How to watch the Lyrids meteor shower

Only a little over a week after one astronomical marvel caused millions of people to look to the skies in awe, a meteor shower is about to dazzle those viewing the night sky.

The Lyrids meteor shower began Monday, according to EarthSky, and will end on April 29. According to NASA, it is among the oldest known meteor showers and is the result of Earth passing through debris from a comet known as Comet Thatcher. From there, the debris collides with the Earth’s atmosphere “where they disintegrate to create fiery and colorful streaks in the sky.”

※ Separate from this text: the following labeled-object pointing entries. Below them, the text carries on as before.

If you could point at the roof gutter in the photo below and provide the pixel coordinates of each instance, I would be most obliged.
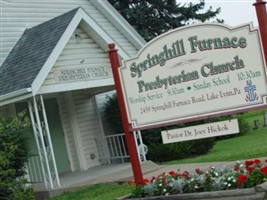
(15, 96)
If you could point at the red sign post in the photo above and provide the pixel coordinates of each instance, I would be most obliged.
(137, 172)
(262, 19)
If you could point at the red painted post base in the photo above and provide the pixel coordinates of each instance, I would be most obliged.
(130, 140)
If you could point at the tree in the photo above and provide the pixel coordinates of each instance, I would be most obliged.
(153, 17)
(13, 157)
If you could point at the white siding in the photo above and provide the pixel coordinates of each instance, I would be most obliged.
(79, 52)
(100, 103)
(17, 15)
(68, 131)
(89, 127)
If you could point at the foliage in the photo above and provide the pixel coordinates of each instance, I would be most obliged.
(249, 174)
(13, 157)
(112, 114)
(153, 17)
(251, 145)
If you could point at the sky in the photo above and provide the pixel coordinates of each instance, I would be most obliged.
(234, 12)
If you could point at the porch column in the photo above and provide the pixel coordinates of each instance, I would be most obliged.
(43, 141)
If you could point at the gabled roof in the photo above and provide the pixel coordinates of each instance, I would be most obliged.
(32, 58)
(28, 56)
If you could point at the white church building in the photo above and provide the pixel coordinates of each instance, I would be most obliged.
(54, 63)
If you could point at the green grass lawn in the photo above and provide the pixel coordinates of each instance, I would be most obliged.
(251, 145)
(106, 191)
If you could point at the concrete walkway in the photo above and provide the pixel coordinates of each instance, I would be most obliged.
(122, 173)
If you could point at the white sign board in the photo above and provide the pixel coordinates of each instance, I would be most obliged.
(200, 131)
(192, 73)
(81, 73)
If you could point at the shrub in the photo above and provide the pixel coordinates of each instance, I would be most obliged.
(242, 175)
(13, 157)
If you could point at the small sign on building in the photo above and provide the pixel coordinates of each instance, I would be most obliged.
(200, 131)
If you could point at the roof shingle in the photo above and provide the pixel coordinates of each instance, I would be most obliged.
(30, 53)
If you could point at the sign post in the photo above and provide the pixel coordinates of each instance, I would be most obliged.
(262, 19)
(114, 60)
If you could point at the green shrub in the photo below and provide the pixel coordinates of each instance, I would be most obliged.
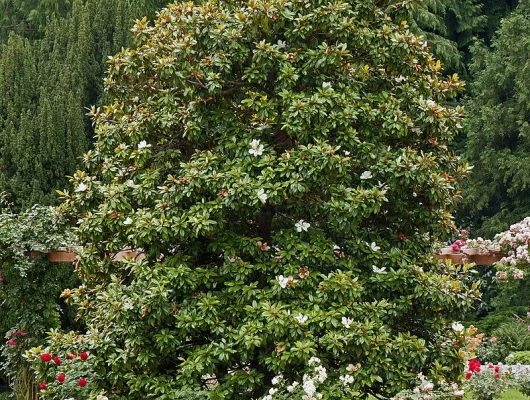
(283, 167)
(495, 319)
(30, 288)
(511, 337)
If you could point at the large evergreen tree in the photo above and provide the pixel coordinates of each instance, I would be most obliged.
(46, 85)
(497, 127)
(283, 167)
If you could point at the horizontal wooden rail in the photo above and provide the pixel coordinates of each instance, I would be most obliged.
(479, 259)
(71, 256)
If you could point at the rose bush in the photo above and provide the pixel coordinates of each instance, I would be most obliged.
(283, 169)
(30, 287)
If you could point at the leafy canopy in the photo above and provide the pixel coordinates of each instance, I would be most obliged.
(283, 167)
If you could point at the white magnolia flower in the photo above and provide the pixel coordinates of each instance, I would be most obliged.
(292, 386)
(366, 175)
(346, 379)
(131, 184)
(428, 386)
(143, 145)
(314, 360)
(302, 226)
(301, 318)
(378, 270)
(256, 149)
(321, 373)
(309, 387)
(282, 280)
(262, 195)
(347, 322)
(277, 379)
(458, 327)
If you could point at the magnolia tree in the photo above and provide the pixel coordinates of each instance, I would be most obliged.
(283, 168)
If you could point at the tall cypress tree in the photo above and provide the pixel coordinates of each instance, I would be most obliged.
(46, 87)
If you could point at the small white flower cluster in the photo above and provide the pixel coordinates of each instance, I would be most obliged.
(484, 246)
(285, 281)
(347, 322)
(256, 149)
(308, 388)
(514, 243)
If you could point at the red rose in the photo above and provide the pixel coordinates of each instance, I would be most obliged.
(474, 365)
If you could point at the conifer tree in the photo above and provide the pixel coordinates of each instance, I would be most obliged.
(46, 87)
(497, 129)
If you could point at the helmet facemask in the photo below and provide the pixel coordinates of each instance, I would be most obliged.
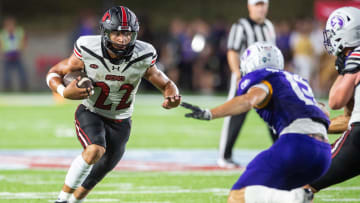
(119, 19)
(261, 55)
(125, 50)
(342, 30)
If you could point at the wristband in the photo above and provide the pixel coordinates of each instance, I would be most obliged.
(50, 76)
(60, 89)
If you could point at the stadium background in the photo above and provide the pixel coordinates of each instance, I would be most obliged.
(169, 158)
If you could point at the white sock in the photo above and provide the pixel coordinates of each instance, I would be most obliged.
(77, 172)
(74, 200)
(63, 196)
(263, 194)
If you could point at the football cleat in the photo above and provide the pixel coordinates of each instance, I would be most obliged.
(227, 163)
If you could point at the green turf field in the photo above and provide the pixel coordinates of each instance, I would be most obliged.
(33, 122)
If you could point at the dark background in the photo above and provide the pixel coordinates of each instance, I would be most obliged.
(50, 15)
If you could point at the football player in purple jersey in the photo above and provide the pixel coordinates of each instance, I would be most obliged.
(286, 102)
(342, 39)
(116, 62)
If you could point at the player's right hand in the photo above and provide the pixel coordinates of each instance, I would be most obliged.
(75, 93)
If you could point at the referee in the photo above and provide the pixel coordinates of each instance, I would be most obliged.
(243, 33)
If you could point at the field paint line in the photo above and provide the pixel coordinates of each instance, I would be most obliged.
(341, 188)
(134, 159)
(46, 195)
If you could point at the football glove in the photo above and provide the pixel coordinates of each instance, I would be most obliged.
(197, 113)
(340, 64)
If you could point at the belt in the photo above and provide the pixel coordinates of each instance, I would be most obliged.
(318, 137)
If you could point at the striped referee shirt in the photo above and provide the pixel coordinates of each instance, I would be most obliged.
(245, 32)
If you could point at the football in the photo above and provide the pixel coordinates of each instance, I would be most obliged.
(84, 82)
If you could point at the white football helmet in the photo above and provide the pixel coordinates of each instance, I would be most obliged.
(261, 55)
(342, 30)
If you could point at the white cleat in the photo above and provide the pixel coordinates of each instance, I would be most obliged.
(302, 195)
(227, 163)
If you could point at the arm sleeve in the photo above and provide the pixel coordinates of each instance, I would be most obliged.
(235, 37)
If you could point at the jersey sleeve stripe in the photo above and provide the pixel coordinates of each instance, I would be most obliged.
(77, 54)
(268, 97)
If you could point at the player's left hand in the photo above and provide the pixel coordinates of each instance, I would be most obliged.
(197, 112)
(171, 102)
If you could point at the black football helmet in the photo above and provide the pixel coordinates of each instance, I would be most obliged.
(119, 18)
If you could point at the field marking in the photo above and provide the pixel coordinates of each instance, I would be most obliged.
(47, 195)
(134, 159)
(341, 200)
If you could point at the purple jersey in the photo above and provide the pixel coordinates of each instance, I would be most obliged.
(291, 98)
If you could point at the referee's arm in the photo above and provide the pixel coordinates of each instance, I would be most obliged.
(234, 45)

Here’s how you can view the Lyrids meteor shower:

According to NASA, the Lyrids are “best viewed in the Northern Hemisphere during the dark hours (after moonset and before dawn).” The agency recommends that people “find an area well away from city lights or street lights.”

“Come prepared with a sleeping bag, blanket, or lawn chair,” the agency continued in a webpage on the Lyrids. “Lie flat on your back with your feet facing east and look up, taking in as much of the sky as possible. After about 30 minutes in the dark, your eyes will adapt and you will begin to see meteors. Be patient – the show will last until dawn, so you have plenty of time to catch a glimpse.”

The agency also noted that Lyrids “don’t tend to leave long, glowing dust trains behind them as they streak through the Earth’s atmosphere, but they can produce the occasional bright flash called a fireball.”